2011 Denner "The Dirt Worshipper" Paso Robles Syrah

SKU #1196064 93 points Stephen Tanzer's International Wine Cellar

 (95% syrah and 5% viognier): Glass-staining ruby. High-pitched dark berry and floral pastille aromas are sharpened by notes of cracked pepper and five-spice powder. Sappy, spicy, intense flavors show potent black and blue fruit character and notes of olive tapenade, violet and candied licorice. Finishes sweet and long, with resonating florality and excellent length. (JR)  (11/2013)

92 points Robert Parker's Wine Advocate

 Co-fermented with 5% Viognier and showing classic cool climate Syrah qualities on the nose, the 2011 The Dirt Worshiper is loaded with gamey, northern Rhone-like qualities of olive, bacon fat, charcoal and violets that are grounded by a rich core of Syrah fruit. Medium-bodied, elegant and supple, with fine tannin, it’s not a blockbuster, but it impresses for its purity and length. While approachable now, it has the balance and mid-palate depth to evolve for 10-12 years easily.

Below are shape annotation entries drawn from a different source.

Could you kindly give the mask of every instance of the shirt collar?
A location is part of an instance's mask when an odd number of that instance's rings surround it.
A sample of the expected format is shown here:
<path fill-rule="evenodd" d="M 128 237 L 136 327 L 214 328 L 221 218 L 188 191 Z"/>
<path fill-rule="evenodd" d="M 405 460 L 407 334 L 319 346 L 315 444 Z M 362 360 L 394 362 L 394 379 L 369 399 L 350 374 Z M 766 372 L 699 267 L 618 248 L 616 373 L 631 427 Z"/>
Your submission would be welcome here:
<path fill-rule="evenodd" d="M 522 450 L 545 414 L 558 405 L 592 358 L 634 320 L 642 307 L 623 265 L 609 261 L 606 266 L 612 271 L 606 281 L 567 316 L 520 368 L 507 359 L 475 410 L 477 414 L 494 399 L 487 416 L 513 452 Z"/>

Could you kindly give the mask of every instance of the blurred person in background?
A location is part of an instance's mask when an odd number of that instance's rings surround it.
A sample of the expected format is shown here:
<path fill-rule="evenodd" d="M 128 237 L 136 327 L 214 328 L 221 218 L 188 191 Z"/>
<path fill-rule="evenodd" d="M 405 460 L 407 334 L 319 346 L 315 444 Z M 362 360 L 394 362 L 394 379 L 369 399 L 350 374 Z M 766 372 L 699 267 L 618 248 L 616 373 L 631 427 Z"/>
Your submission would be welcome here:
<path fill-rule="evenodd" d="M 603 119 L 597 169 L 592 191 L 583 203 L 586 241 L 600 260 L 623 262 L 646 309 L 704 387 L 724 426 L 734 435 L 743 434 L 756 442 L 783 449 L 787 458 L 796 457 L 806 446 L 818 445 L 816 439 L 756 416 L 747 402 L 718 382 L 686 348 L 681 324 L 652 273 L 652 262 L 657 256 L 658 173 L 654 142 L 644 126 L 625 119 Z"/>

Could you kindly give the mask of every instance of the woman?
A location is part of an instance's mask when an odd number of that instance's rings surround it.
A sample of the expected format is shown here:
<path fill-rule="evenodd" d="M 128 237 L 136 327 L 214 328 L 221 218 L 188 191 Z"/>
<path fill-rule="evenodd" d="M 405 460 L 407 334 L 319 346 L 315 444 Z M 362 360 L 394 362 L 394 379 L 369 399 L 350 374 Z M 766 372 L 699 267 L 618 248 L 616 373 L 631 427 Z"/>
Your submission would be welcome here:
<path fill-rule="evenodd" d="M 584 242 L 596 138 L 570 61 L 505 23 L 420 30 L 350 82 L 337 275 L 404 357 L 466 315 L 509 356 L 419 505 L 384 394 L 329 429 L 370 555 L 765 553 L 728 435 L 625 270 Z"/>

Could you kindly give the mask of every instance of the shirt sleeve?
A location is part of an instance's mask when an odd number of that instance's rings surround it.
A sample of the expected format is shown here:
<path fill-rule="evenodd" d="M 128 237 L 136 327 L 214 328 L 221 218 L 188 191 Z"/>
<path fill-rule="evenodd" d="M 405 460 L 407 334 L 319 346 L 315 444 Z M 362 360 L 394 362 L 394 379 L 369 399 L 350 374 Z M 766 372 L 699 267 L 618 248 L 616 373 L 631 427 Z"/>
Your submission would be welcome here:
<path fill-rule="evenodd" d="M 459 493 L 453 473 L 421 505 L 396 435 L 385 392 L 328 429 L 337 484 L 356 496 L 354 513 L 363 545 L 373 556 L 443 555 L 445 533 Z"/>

Drink 2015-2023. (JD)  (8/2013)

91 points Wine Spectator

 The core dark berry flavors are taut and focused in this scaled-down version of the Dirt Worshipper, featuring all the essential notes of white pepper, fresh-turned earth, cedar and tobacco leaf. The tannins are dry and savory on the aftertaste. Syrah and Viognier. Drink now through 2023.  (2/2014)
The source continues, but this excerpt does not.